Armando Moreno
Sandoval
—Hijo….
hijo…! se ha acabado el aguardiente! corra al Estanco y traiga una botella para
vender por copas — fueron las palabras de su abuela Ana a su nieto.
Como
un buen muchacho obediente salió hacia el Estanco.
Mirando
hacia los lados, y silbando de vez en cuando, al llegar frente a la agencia de
loterías de repente miró hacia el umbral de la puerta principal. Un billete de
lotería era sacudido por el viento tenue de finales de diciembre. Hojas de
matarratón, mangos y aguacates cubrían ligeramente cinco quintos de la Lotería
del Tolima.
Doblando
la cérvix, despejó las hojas, alzó el billete de lotería, lo miró, lo dobló y
lo guardó en el bolsillo trasero del pantalón.
Frente al mostrador, y mientras acariciaba el billete de
lotería, con su voz imberbe le ordenó al estanquero:
—Manda
a decir mi abuela que le mande una botella de aguardiente.
De
regreso encontró de visita a Luz de Restrepo. Luego de contar con una sonrisa
el hallazgo, y sin decir palabra rasgó un quinto de lotería. Alargándole el
brazo, Doña Luz lo tomó y lo guardó.
Aun
desvelado por el fortuito hallazgo del billete de lotería, al promediar la
mañana del día siguiente tomó camino hacia la peluquería de Julio César Patiño.
Ojeando el periódico llegó a la sección de loterías.
Leyó que el premio mayor era idéntico al que albergaba su memoria.
Embriagado
de alegría corrió hacia su abuela.
Minutos
más tarde en la agencia de loterías relató el por qué de su alegría. Con un mezquino que le colgaba del mentón, frunciendo el entrecejo, la señora del Estanco movió los
labios. Señalándolo con el dedo, y después de una cantaleta, le gruñó:
—“…no
se le puede pagar…. hay un denuncio por perdida”.
Acongojado
por la fatal respuesta, el trayecto de regreso a casa lo acompañó una saliva
amarga.
Encontró a la tía
Toña soplando el fogón de leña de tres piedras. De los leños cruzados flotaban
brazas. Con la voz entrecortada contó su infortunio. Mientras observaba a la
tía, la mirada chamuscada por las palabras de la señora del mezquino se fijó en
las llamas azuladas. Con sigilo sacó los quintos restantes del bolsillo
trasero. Haciendo una bellota del tamaño de la mano, miró fijamente al centro
de las llamas. Desde el umbral de la puerta de la cocina, alzó el brazo y lanzó
la bellota de lotería. Tras hacer una parábola, rebotó entre las piedras y cayó
en el centro de las llamas crujientes.
Mientras
los números del premio mayor se consumían por las llamas, una lagrima rodó por las mejillas hasta la comisura de los labios. Un
sabor indescriptible bajó por la garganta.
Media
hora más tarde llegó la señora Dominga Zabala, la hermana del lotero. Llegó jadeante.
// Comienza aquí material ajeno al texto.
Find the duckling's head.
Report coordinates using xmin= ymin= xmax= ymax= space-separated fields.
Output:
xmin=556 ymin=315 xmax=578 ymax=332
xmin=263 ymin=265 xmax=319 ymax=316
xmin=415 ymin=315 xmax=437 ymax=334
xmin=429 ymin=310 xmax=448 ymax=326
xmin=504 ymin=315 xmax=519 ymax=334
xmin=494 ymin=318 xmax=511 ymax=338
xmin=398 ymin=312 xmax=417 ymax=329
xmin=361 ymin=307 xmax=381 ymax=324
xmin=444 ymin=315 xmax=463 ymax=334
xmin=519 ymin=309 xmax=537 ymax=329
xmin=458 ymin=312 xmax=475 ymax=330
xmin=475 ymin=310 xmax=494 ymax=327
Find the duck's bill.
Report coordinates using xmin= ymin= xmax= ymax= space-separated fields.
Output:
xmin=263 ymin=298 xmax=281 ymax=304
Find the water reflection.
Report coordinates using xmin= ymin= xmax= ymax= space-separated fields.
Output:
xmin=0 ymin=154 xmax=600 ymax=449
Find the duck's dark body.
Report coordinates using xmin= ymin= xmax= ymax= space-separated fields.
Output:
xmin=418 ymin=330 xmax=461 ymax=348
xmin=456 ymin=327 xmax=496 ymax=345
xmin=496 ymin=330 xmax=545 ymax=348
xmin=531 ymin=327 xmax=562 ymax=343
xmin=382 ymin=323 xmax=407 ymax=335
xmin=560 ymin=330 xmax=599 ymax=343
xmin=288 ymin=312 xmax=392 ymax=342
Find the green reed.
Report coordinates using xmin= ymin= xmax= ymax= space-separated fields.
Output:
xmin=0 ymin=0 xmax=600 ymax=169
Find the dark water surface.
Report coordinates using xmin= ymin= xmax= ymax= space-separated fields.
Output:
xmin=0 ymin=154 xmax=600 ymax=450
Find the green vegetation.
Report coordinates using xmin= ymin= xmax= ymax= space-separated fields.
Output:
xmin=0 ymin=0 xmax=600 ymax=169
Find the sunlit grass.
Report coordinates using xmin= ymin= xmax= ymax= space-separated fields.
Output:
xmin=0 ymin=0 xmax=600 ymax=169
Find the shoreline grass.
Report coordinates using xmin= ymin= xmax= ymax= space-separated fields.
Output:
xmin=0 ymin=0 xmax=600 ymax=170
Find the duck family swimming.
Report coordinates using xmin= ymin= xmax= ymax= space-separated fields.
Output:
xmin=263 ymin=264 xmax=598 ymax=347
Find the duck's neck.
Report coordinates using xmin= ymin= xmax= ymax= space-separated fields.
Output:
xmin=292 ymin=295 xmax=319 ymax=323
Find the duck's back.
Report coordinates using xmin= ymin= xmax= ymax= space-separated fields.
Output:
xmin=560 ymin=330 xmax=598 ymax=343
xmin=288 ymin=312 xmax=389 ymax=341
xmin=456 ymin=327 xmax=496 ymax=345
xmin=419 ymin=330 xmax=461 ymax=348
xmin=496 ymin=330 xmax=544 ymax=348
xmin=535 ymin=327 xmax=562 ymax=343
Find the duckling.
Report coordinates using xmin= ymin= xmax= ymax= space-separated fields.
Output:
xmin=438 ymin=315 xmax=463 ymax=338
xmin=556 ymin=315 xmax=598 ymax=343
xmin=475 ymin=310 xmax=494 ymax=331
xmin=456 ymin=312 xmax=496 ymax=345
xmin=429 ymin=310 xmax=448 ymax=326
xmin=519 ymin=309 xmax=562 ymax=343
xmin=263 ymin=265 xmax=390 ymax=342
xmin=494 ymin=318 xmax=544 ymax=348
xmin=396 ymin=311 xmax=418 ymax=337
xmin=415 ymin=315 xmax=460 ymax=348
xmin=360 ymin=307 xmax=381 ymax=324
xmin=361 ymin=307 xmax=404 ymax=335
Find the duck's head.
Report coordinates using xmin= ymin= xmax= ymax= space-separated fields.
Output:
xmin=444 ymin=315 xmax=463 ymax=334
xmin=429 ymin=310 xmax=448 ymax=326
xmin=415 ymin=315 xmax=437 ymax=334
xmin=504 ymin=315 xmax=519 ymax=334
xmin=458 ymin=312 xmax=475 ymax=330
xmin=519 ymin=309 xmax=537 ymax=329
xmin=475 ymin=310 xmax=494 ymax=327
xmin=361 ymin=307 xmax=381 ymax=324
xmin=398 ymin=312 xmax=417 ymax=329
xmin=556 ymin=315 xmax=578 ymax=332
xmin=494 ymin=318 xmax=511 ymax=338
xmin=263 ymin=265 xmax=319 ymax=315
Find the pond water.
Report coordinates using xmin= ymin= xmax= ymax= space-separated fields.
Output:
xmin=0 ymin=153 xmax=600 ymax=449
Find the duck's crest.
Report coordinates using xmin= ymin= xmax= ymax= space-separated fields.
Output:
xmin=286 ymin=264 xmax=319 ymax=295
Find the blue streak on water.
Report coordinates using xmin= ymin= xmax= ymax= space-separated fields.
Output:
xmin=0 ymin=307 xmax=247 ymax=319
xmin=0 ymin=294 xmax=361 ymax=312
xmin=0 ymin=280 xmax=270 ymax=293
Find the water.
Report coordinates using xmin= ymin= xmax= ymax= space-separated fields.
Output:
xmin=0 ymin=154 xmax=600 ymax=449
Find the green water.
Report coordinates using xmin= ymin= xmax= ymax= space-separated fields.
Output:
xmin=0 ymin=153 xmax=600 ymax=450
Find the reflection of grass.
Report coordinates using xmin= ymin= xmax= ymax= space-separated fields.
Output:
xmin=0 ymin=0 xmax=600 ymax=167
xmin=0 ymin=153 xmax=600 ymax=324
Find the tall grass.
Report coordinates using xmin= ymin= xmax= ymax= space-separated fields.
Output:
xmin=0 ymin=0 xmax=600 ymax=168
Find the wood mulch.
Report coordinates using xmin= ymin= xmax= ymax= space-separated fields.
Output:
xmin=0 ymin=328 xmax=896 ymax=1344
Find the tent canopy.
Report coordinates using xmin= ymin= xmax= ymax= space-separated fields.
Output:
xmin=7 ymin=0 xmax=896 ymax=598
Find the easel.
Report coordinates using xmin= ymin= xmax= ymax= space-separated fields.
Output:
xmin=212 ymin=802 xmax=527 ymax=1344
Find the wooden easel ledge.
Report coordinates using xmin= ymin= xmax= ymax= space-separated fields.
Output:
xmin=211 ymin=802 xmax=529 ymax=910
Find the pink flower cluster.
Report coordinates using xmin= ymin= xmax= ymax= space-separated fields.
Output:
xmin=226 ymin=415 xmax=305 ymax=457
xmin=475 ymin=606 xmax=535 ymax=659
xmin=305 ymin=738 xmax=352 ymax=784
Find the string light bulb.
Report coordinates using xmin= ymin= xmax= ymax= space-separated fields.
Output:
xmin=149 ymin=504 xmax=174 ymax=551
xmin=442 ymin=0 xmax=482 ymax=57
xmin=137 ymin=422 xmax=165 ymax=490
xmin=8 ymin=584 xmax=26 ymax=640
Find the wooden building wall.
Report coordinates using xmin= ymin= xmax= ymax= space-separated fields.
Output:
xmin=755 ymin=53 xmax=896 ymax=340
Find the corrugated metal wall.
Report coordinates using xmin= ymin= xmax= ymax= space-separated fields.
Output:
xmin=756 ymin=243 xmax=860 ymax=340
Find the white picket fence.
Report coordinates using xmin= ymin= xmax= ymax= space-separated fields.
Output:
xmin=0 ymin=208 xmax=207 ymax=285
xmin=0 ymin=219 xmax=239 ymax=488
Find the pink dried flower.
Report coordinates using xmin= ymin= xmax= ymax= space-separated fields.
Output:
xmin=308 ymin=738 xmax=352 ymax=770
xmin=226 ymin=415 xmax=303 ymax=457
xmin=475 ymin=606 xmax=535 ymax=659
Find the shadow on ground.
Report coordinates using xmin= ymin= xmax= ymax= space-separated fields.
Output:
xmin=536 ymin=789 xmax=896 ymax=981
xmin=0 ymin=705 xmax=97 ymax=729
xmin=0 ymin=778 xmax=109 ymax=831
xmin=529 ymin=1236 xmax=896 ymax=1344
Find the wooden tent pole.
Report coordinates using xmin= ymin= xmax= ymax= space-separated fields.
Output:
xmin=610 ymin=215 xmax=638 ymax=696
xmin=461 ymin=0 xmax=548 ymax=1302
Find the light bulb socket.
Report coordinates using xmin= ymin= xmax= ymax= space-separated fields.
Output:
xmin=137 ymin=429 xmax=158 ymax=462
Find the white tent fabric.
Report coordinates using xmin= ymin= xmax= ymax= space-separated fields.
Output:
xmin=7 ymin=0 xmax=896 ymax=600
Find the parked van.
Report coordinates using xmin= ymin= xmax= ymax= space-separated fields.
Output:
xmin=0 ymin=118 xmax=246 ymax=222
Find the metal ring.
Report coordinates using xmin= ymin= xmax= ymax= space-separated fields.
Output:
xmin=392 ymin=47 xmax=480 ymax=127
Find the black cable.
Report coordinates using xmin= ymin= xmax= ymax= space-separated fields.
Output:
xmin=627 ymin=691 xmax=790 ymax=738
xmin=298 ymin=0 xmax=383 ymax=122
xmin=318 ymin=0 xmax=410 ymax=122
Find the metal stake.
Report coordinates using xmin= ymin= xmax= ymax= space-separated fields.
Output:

Tras cruzar el umbral de la puerta gritó:
—Vamos…
vamos…! que le pagan todo…!
Boquiabierto
y sin coordinar palabra señaló el fogón.
La tía
Toña, aturdida y consternada, señaló de nuevo el fogón. Le narró a Dominga lo acontecido.
Muchas
décadas después, botado en el andén de la casa, desvencijado por el paso de los
años y la enfermedad que lo arrincona entre las cuatro paredes de su casa, tras narrarle a su amigo y contertulio Heiner Montes el
relato, Orlando Velásquez con los ojos llorosos observó una mujer arrugada y
encorvada por el paso de los años que, alzándole el brazo, con una voz gangosa
y entrecortada, le dijo:
—Feliz
Navidad!
Era Luz
de Restrepo.
La
mismísima del quinto de lotería.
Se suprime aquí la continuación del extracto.